Two major developments since the demise of the earlier bill have been Australia beginning enforcement of its social media ban in December 2025, with a string of other countries announcing similar regulations throughout 2026, and growing concern about online content after the ChatGPT chatbot was implicated in the mass shooting conducted by 18-year-old Jesse Van Rootselaar in British Columbia in February.

Family members of Van Rootselaar’s eight victims accused OpenAI and its CEO, Sam Altman, of failing to provide ChatGPT with adequate safeguards against holding dangerous conversations with disturbed individuals. ChatGPT’s internal safety team actually did notice that Van Rootselaar was obsessed with violence and murder during his exchanges with the chatbot, so they shuttered his account, but he simply created another one and resumed using ChatGPT to plan his mass-casualty attack.

Manitoba Premier Wab Kinew said last week that his province would act to ban social media and chatbots for young people because “these are highly addictive tools that are monetizing the attention of our children and causing mental health harms in the process.”

Ontario Education Minister Paul Calandra also floated the idea of a provincial ban on social media and cellphones in schools in April.

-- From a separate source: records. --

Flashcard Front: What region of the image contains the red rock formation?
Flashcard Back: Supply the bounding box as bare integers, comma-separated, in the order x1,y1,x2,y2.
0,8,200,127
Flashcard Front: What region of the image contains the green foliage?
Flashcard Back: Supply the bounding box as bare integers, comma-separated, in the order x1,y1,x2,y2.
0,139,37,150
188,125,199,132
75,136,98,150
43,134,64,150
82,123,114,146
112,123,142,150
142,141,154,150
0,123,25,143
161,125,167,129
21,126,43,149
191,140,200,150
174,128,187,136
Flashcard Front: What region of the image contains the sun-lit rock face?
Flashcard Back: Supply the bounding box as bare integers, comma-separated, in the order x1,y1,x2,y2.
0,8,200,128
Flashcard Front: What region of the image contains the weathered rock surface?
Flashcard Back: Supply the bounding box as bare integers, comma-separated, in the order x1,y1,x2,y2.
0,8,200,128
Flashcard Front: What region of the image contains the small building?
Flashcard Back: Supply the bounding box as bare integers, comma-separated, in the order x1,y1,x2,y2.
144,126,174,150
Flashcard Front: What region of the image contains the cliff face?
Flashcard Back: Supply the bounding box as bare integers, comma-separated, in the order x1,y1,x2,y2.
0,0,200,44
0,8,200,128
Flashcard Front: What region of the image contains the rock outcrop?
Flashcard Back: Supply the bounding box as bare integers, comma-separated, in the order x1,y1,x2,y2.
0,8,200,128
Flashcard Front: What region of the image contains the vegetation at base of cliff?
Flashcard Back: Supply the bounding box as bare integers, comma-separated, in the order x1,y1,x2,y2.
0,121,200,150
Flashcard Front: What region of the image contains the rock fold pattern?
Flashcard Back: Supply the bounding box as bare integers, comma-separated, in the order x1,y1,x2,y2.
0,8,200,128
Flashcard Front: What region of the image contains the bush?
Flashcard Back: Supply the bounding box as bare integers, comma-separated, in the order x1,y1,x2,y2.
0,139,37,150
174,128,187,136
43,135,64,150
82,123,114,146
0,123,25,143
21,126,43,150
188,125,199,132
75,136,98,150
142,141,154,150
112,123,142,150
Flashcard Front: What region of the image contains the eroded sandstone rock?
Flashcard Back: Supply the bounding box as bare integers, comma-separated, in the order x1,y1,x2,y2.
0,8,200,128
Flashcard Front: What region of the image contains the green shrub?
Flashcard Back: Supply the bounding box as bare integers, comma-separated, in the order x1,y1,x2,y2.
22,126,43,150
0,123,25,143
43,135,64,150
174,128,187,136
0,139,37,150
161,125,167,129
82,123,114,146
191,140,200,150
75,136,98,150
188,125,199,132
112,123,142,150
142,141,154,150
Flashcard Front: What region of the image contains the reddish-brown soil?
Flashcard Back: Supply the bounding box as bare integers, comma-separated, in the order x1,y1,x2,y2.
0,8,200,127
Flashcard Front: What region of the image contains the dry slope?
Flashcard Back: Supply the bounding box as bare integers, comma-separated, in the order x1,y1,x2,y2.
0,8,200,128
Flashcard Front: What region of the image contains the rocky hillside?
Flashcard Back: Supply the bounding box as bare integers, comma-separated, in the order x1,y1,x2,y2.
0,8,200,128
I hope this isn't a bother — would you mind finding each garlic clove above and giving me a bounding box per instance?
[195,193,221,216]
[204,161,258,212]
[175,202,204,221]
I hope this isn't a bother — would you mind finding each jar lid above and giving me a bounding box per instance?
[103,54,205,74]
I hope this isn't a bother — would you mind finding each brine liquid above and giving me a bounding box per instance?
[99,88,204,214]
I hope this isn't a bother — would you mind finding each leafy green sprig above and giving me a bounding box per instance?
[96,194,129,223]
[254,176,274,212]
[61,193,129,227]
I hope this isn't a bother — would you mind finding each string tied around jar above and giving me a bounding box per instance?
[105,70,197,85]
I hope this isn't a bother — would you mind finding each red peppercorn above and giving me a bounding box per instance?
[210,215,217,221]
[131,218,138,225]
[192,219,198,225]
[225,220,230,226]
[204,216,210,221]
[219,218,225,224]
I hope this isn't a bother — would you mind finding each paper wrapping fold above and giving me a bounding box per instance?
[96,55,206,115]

“I think the evidence is becoming more and more clear that cellphone use in our schools, elementary and our secondary schools, anywhere on site, has become a problem,” he said.

Canada’s governing Liberal Party passed a non-binding resolution in April calling for a nationwide ban on social media for children under 16. Some young people attending the party convention expressed frustration that they were not given a chance to register their objections to a ban, including concerns about violations of their privacy and the risk of data breaches.